「我不知道,」韋嘉易誠實地說,「不去好像我在記恨,去了又不知道說什麼,他們搬到新房子了,另一個區,離原來住的地方很遠。更不是一家人了……而且你知道嗎?」韋嘉易忍不住要和趙競說:「他們連圍巾和外套都穿一個系列的。」真是誇張,韋嘉易懷疑他們去坐郵輪都會定製家庭口號衛衣。又的確可以看出來,他們是個幸福的家庭,韋嘉易現在很好,沒什麼想埋怨的,單純有點唏噓。因為他們之間血緣這麼近,人生又隔這麼遠。
「這有什麼,」趙競當即安慰,「我們以後也只穿一個系列的。」
韋嘉易愣了一下,想到趙競的衣服款式都比較保守,心情瞬時沉澱下來,理智回籠:「喔,那個還是以後再說好了。」
趙競顯然知道韋嘉易為什麼這麼說,不爽地看他一眼,剛要說些他不想聽的,韋嘉易立刻換了個話題:「我今天還拍了一個地方,你等我一下。」
他開啟電腦,找到一張照片,切後置攝像頭,拍給趙競看。下午拍攝時起初只是覺得眼熟,忽然之間想了起來。
「這不是吳朝辦生日聚會的玻璃房嗎?」趙競絲毫沒有停頓,一眼認出,而後說出一句韋嘉易沒想到的話:「你第一次見我就偷拍我的地方。」
韋嘉易啞口無言,安靜了兩秒,趙競又在那頭髮號施令:「攝像頭切回前置。」
他切回來,趙競見他不說話,緊接著說:「想起來了,你那天還提早走了。」他改寫出新的歷史,坦蕩地逼問韋嘉易:「你去幹什麼了?也不來和我多說幾句話。」
韋嘉易一忍再忍,都忍不下去,問他:「請問那天是我不和你說話的嗎?」
「韋嘉易,」趙競挑了挑眉,說,「你有時候真的很記仇。」
沉默地看著螢幕上趙競還是很好看的一張臉,韋嘉易勸說自己保持耐心。沒有勸多久,趙競自己承認了:「算了,不汙衊你了,是我不好,不應該兇你。」
「我們沒有早點結婚是怪我,」趙競的的眼神很誠實,從來不用詞彙藻飾,坦蕩地做出他的總結,但緊接著話鋒一轉,「不過我早就想過,那時候如果在一起了,李明冕結婚我們一起住,海嘯來了我爬樹還要揹你。」把韋嘉易聽笑了。
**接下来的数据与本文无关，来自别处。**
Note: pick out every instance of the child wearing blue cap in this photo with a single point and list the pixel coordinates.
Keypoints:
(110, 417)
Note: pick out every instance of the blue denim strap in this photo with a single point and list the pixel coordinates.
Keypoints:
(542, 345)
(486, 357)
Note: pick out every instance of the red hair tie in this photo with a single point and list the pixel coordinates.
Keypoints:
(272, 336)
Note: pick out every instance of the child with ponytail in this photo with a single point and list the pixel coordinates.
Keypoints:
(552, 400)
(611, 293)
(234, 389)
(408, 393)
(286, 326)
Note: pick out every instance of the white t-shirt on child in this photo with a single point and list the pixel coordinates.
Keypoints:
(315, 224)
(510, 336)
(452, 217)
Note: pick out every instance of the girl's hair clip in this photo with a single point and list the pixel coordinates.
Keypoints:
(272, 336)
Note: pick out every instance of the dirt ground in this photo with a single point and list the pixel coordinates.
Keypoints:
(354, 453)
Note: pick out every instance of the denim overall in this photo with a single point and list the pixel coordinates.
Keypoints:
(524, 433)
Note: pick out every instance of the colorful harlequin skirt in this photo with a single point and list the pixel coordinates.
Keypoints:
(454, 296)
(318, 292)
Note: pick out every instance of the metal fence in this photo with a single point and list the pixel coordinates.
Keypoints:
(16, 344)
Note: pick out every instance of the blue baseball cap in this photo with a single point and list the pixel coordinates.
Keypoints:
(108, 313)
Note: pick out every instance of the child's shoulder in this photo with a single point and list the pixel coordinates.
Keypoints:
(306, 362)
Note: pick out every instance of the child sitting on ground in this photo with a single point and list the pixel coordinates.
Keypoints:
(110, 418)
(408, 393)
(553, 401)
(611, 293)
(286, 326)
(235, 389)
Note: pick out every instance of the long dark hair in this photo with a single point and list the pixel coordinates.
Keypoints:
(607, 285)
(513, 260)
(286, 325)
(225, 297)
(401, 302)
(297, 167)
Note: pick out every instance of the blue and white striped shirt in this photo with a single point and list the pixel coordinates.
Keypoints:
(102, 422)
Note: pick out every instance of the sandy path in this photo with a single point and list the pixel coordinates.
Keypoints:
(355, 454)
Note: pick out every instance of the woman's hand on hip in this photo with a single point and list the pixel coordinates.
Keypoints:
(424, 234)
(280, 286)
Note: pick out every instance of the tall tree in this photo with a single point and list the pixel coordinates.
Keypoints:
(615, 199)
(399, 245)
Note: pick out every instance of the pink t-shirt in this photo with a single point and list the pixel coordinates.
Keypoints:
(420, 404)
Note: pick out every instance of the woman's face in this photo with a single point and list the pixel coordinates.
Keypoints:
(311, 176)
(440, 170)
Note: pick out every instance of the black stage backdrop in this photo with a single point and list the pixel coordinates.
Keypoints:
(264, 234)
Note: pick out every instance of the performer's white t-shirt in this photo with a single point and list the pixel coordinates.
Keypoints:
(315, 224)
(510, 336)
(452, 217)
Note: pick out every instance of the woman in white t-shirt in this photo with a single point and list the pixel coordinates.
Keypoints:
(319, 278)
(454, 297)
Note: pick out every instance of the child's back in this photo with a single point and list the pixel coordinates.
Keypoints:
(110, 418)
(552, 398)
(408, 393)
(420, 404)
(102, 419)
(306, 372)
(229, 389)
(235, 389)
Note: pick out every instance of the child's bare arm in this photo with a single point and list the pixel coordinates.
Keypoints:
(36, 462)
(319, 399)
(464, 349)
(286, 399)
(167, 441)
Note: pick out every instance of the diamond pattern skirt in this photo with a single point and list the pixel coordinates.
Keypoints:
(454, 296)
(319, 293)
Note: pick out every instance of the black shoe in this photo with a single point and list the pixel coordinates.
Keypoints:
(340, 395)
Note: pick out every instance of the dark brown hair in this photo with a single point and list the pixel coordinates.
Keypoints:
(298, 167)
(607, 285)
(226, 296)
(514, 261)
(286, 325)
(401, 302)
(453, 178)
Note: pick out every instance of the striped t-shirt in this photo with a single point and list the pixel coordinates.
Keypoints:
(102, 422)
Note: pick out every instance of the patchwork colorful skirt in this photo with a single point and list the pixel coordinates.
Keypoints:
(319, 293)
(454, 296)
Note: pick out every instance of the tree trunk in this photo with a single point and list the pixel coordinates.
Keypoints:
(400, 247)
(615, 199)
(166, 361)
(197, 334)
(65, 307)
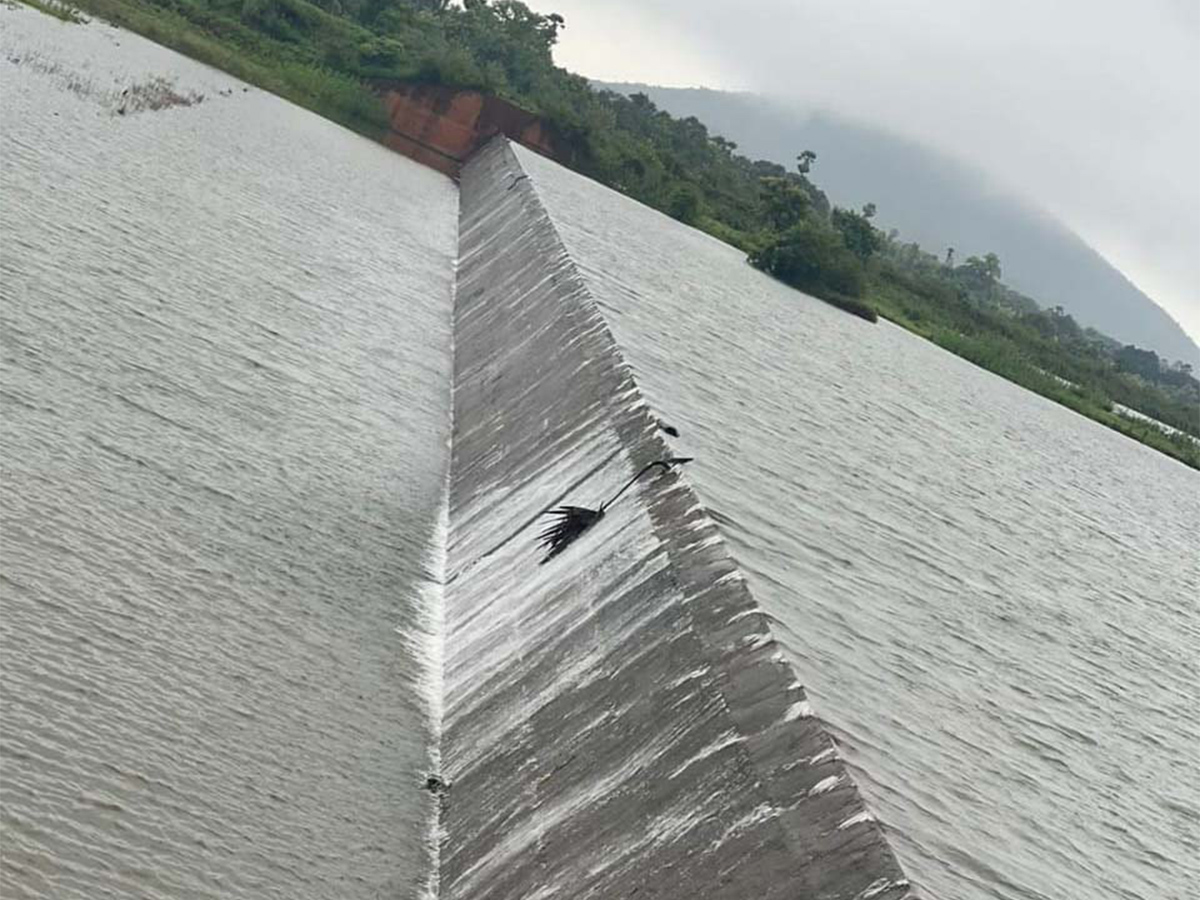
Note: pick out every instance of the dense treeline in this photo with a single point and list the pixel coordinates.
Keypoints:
(325, 55)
看到韋嘉易笑,趙競面色溫柔了一些,說:「行了,你早點睡吧,早工作完早點回家。」
兩人互道晚安後,韋嘉易想了會兒,回父親的訊息,說這次應該沒空了,而後倒頭就睡。
晚上的最後一個會議結束之後,秘書給趙競帶來不錯的訊息:他詢問的房產,已經收到回覆。
這件房產確實還未掛牌,是因房東夫妻比較挑剔,才剛剛確定下房產經紀公司,還未來得及開始清理和佈置。
趙競哄騙韋嘉易說自己準備睡覺,獲得他在工作間隙的緊張而輕聲的「晚安」,出發前往他此刻的所在地。
畢業後,趙競也常回這座城市,他的公司在此有較大的業務。不過他很少經過那件房產所在的區域,因為那是一個城市邊緣的中檔住宅區,與趙競的生活關聯很小。
趙競坐車抵達,時間是傍晚,橙黃色的斜陽照在草坪的雪上。房子不大,外牆是米黃色,有兩層半樓,一個地下室和院子、車庫。
房產經紀人和房東都在等他,站在一輛越野車邊。
照理說在看房和談判時,房東都不需要出現,但據房產經紀說,房東一聽聞他的房子還未上市就有人詢問,便堅持想在買家看房時,和買家見一面,親自介紹他的房子。
無理的要求,很不專業,不過趙競同意了。
下了車,房產經紀先迎上來,趙競對他點了點頭。
他身後的中年男子盯著趙競的車,嘴巴微張,表情顯得驚異。他身形瘦高,穿著一件淺藍色的襯衫與西褲,外面披著一件很厚實的羽絨服,圍著圍巾,不知道是不是韋嘉易所說成套衣服。
「這是韋先生,」房產經紀介紹,「這是趙先生。」
房東想和趙競握手,趙競直接往門口走了過去,經紀忙不迭過來給他開門,趙競看到大門玻璃裡層,貼著一個褪了色的聖誕窗花。
客廳是淡色的木地板,沙發是灰色的,有些舊了。